U.S. President Joe Biden declared Tuesday he is sticking to his Aug. 31 deadline for completing a risky airlift of Americans, endangered Afghans and others seeking to escape Taliban-controlled Afghanistan. The decision defies allied leaders who want to give the evacuation more time and opens Biden to criticism that he caved to Taliban deadline demands.
“Every day we’re on the ground is another day that we know ISIS-K is seeking to target the airport and attack both us and allied forces and innocent civilians,” Biden said at the White House, referring to the Islamic State group’s Afghanistan affiliate, which is known for staging suicide attacks on civilians.
He said the Taliban are cooperating and security is holding despite a number of violent incidents. “But it’s a tenuous situation,” he said, adding, “We run a serious risk of it breaking down as time goes on.”
The United States in recent days has ramped up its airlift amid new reports of rights abuses that fuel concern about the fate of thousands of people who fear retribution from the Taliban and are trying to flee the country.

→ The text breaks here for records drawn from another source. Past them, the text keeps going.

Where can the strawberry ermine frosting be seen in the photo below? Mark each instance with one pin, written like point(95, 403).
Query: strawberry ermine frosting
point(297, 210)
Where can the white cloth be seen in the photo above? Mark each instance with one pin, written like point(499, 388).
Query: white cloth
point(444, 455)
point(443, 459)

The Pentagon said 21,600 people had been evacuated in the 24 hours that ended Tuesday morning, and Biden said an additional 12,000 had been flown out in the 12 hours that followed. Those include flights operated by the U.S. military as well as other charter flights.

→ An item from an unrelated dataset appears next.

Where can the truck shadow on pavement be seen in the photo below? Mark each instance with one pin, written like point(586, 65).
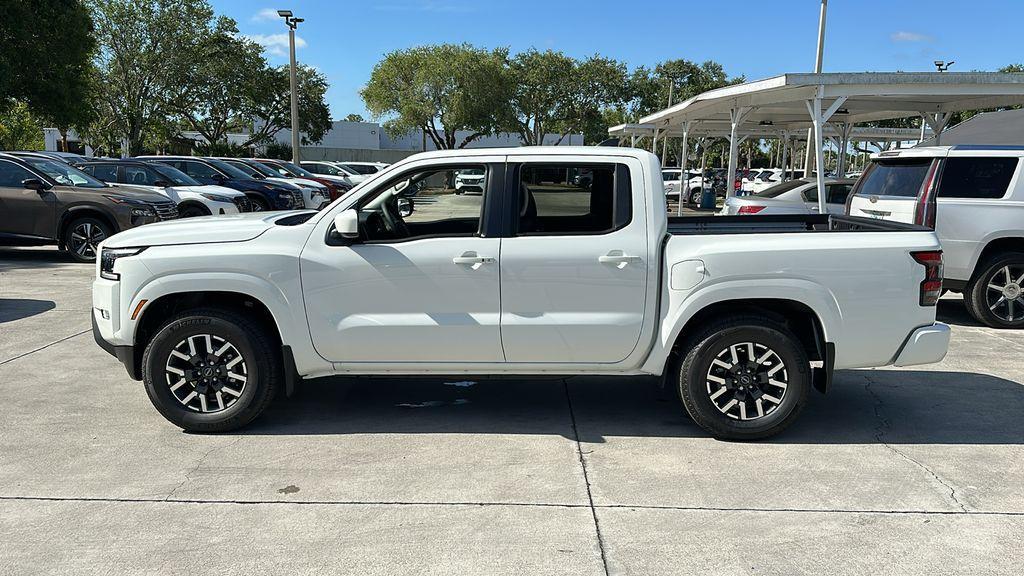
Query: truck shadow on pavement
point(863, 407)
point(17, 309)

Biden said he had asked the Pentagon and State Department for evacuation contingency plans that would adjust the timeline for full withdrawal should that become necessary.
Pentagon officials expressed confidence the airlift, which started on Aug. 14, can get all Americans out by next Tuesday, the deadline Biden had set long before the Taliban completed their takeover. But unknown thousands of other foreign nationals remain in Afghanistan and are struggling to get out.